Musical Rhythm, Linguistic Rhythm, and Human Evolution

This article is called “Musical Rhythm, Linguistic Rhythm, and Human Evolution”. It was written by Aniruddh D. Patel of The Neurosciences Institute
The debate in this study is over the evolutionary status of music – whether evolution has shaped humans to be musical, or whether humans adapt cognitive skills. The journal breaks down music * cognition into four parts as shown here.
Recently, the idea that human minds have been shaped by natural selection for music, first proposed by Darwin, has become widely accepted. There are skeptics, however, who believe music is an “enjoyable mental technology built from preexisting cognitive skills”. The debate can be resolved by determining whether there are fundamental aspects of music cognition which are * innate, that is being born with it, and cannot be explained as being part of cognitive abilities that have been adapted. The author concludes that as of now, there is no reason to reject the idea that * human minds have NOT been specifically shaped by natural selection for music.*
Musical rhythm is similar to speech rhythm, since they both have nice rhythmic organization. They both use pitch movements and durational lengthening, and they both start early in life. Studies have shown that the two use similar brain substrates. This is good evidence that musical rhythm is in fact an offshoot of linguistic rhythm. Musical beats occur in the context of a meter, in which some beats are stronger than others. Interestingly enough, speech is also metrically. based on stress or prominence. This suggests that the tendency to organize rhythmic sequences may originate in language.*
Beat perception and synchronization, or BPS, is a part of rhythm unique to music. It cannot be explained as a byproduct of speech rhythm. The key questions about BPS are about its innateness – its domain specificity, and its human specificity.*
Infants don’t synchronize their movements to a musical beat. This doesn’t mean innateness is false, because infants do not speak. One way to address the innateness of BPS is to look at developmental studies, in order to explore whether the brain seems prepared to acquire this ability. As for now, we don’t have enough information about BPS, including how early one can synchronize to a beat and who can attain this ability. More research is to come…*
One way to study domain-specificity of BPS is to see if brain damage that disrupts it also disrupts other nonmusical cognitive abilities. The neuropsychological literature has descriptions of people with musical rhythmic disturbance after brain damage. It also has findings that rhythmic abilities can be selectively disrupted, leaving pitch processing skills intact. Again… this topic needs more research.*
Animals do not naturally produce music, so if an animal can acquire this ability, it would mean that the ability is not part of an adaptation for music. In all the years of research and animal training, there has not been a single report of an animal being trained to tap, peck, or move in beat. Could an animal learn BPS? If so, this would mean that natural selection is not necessary for BPS.

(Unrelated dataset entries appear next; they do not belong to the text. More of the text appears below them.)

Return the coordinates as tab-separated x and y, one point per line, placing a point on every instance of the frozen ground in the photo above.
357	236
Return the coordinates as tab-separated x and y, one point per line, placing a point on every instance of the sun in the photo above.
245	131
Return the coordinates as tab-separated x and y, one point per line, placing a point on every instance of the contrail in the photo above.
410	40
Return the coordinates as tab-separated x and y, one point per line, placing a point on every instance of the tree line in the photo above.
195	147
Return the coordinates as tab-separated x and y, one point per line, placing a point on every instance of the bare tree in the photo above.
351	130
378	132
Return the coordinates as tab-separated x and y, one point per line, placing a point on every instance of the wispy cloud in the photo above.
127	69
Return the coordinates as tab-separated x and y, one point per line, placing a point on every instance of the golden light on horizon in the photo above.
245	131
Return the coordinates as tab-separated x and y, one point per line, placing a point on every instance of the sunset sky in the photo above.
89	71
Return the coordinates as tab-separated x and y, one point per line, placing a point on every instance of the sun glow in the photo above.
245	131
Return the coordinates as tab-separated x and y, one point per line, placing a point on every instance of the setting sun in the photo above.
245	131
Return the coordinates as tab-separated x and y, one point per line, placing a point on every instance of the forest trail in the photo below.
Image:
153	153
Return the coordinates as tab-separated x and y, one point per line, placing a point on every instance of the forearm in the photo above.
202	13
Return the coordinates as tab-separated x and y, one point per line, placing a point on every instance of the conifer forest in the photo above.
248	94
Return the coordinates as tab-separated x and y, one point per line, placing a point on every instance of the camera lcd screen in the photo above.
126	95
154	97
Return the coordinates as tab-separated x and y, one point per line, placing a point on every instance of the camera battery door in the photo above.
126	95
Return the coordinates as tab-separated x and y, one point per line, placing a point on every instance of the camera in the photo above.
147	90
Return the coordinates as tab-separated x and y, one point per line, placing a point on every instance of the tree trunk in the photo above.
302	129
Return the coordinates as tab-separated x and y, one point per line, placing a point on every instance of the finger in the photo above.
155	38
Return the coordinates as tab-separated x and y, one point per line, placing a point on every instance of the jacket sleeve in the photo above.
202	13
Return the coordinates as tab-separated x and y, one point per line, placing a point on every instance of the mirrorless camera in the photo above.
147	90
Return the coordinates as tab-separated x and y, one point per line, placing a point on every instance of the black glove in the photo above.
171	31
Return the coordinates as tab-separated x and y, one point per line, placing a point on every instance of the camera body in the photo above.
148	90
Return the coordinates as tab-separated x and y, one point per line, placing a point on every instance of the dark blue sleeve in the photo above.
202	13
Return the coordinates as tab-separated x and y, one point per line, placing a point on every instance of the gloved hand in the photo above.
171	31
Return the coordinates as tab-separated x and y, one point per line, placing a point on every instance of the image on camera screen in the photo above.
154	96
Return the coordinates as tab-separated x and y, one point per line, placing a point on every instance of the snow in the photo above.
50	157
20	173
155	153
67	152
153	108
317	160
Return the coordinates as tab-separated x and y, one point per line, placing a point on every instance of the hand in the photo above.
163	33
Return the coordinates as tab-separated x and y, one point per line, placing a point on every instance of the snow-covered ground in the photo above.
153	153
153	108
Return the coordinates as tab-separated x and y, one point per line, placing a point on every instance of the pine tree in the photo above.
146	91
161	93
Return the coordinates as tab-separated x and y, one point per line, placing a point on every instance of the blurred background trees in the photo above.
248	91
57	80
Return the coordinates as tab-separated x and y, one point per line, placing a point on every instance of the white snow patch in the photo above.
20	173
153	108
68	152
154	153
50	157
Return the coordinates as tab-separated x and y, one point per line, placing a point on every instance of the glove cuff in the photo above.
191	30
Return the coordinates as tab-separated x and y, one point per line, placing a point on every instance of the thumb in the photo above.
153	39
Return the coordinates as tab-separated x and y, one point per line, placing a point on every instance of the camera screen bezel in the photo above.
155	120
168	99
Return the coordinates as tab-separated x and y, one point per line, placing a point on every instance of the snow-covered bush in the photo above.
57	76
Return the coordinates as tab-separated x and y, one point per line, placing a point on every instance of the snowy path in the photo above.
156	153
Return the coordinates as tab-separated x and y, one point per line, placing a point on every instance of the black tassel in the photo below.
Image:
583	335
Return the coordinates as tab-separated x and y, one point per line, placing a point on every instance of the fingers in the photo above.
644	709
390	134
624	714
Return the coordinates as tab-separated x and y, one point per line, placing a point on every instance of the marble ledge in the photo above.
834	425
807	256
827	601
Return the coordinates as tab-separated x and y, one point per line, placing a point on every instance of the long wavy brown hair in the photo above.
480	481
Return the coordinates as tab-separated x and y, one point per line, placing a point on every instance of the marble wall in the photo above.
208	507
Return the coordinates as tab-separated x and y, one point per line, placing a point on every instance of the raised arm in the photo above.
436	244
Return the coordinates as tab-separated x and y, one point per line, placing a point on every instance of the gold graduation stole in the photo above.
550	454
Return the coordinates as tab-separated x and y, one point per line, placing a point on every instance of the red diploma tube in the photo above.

So there is the question of which animals to study. The obvious answer would be chimps or bonobos, since they are the most closely related to humans. Also, chimps and bonobos have short bouts or rhythmic “drumming” as part of display or play behavior. So we know they are capable of making rhythmic movements on a scale of their own. Despite this, there is still question to whether or not apes are capable of BPS because of brain circuits that are involved in beat perception and motor control. * In humans, rhythms that have a regular beat are associated with the basal ganglia structure in the brain. This structure is also used for motor control and sequencing. But if just this structure were fully in charge of these things, you would expect that chimps, and other species such as rodents, would be capable of BPS. So, because of this, we can conclude that its not just one simple brain function. * This is because BPS involves a special relationship between auditory temporal intervals and patterned movement. This means that somehow or another, human evolution modified the basal ganglia in away that makes for tight coupling between auditory input and motor output.
One way this evolutionary force could have occurred is in vocal learning. This means that you learn to speak or make noise by hearing. This is common to humans, since every child learns to speak by learning. This is only common to a few animals, such as songbirds and parrots. So, humans are unique among primates in having complex vocal learning.
Neurobiological research on birds shows that vocal learning is associated with modifications to the basal ganglia, which is key in auditory input and motor output. So, we can assume that the basal ganglia in humans have also been modified by natural selection for vocal learning.
*So basically, a testable hypothesis would be that…
Having the neural circuitry for complex vocal learning is necessary for the ability to synchronize with an auditory beat. *
This hypothesis pretty much says that if you try to teach nonhuman primates, such as the chimp, to synchronize to a beat, it’s probably not going to work. But, it also says that if it doesn’t work on primates, it would still be premature to conclude that BPS is unique to humans.